The KVzap pruning process during prefilling (simplified PyTorch pseudocode):
def compress(hidden_states, keys, values, kvzap_model, threshold, window=128):
scores = kvzap_model(hidden_states) # Predict scores from hidden states
scores[..., -window:] = float("inf") # Preserve recent tokens
indices = torch.where(scores >= threshold) # Identify tokens to keep
return keys[indices], values[indices] # Return pruned KV pairsFor decoding, a score buffer is maintained to manage the sliding window dynamically.
Experimental Evaluation:
KVzap was rigorously evaluated on Qwen3-8B, Llama-3.1-8B-Instruct, and Qwen3-32B across various benchmarks:
- RULER (4k & 16k): Long-context benchmark for retrieval, multi-hop tracing, aggregation, and QA.
- LongBench: A comprehensive long-context benchmark covering diverse tasks.
- AIME25: A reasoning benchmark for complex mathematical problems.
Key Findings:
- Score Prediction Accuracy: KVzap-MLP consistently achieved higher Pearson (0.668-0.772) between predicted and actual KVzip+ scores compared to KVzap-Linear (0.629-0.743), indicating better approximation of the oracle scores.
- Performance on RULER: KVzap achieved state-of-the-art results, matching or exceeding KVzip+ performance on RULER 4k, while significantly outperforming 15 other pruning methods. It maintained near-perfect accuracy up to 3-4x compression.
- Performance on LongBench: KVzap models maintained near-perfect accuracy up to 2-3x compression. The adaptive thresholding naturally resulted in lower compression ratios compared to synthetic datasets like RULER, reflecting the higher information density of real-world data.

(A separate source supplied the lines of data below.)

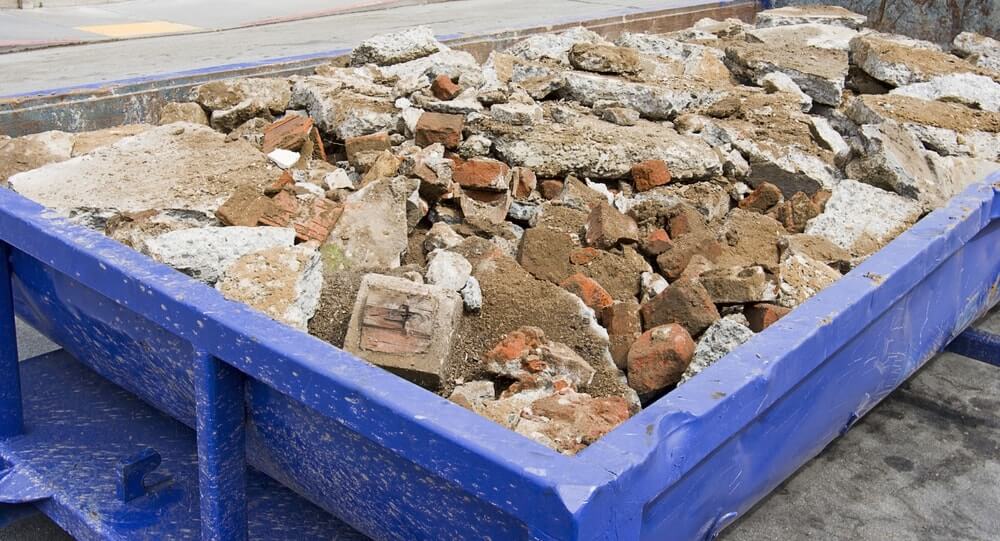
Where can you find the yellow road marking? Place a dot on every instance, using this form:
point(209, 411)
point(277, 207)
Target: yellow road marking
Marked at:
point(128, 30)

- Performance on AIME25 (Reasoning): KVzap-MLP preserved reasoning accuracy even when discarding over 50% of the KV cache, demonstrating its effectiveness for generative tasks.
- Adaptive Compression: The thresholding approach led to varying compression ratios across different tasks and even within prompts, adapting to the input's complexity.
- Overhead: KVzap's computational overhead is negligible (0.02% for Linear, 1.1% for MLP) as it primarily involves a few matrix multiplications. Memory overhead is similarly low. During memory-bandwidth bound decoding, these additional FLOPs efficiently utilize idle GPU cycles.
- Sliding Window Importance: Ablations showed that the sliding window is crucial for maintaining accuracy, especially when input hidden states do not explicitly encode position information.
In conclusion, KVzap successfully addresses the limitations of prior KV cache pruning methods by providing a fast, adaptive, and accurate solution that can be seamlessly integrated into LLM inference pipelines. It achieves significant KV cache compression (2-4x) with negligible accuracy degradation across diverse models and tasks, making it a promising candidate for production deployment.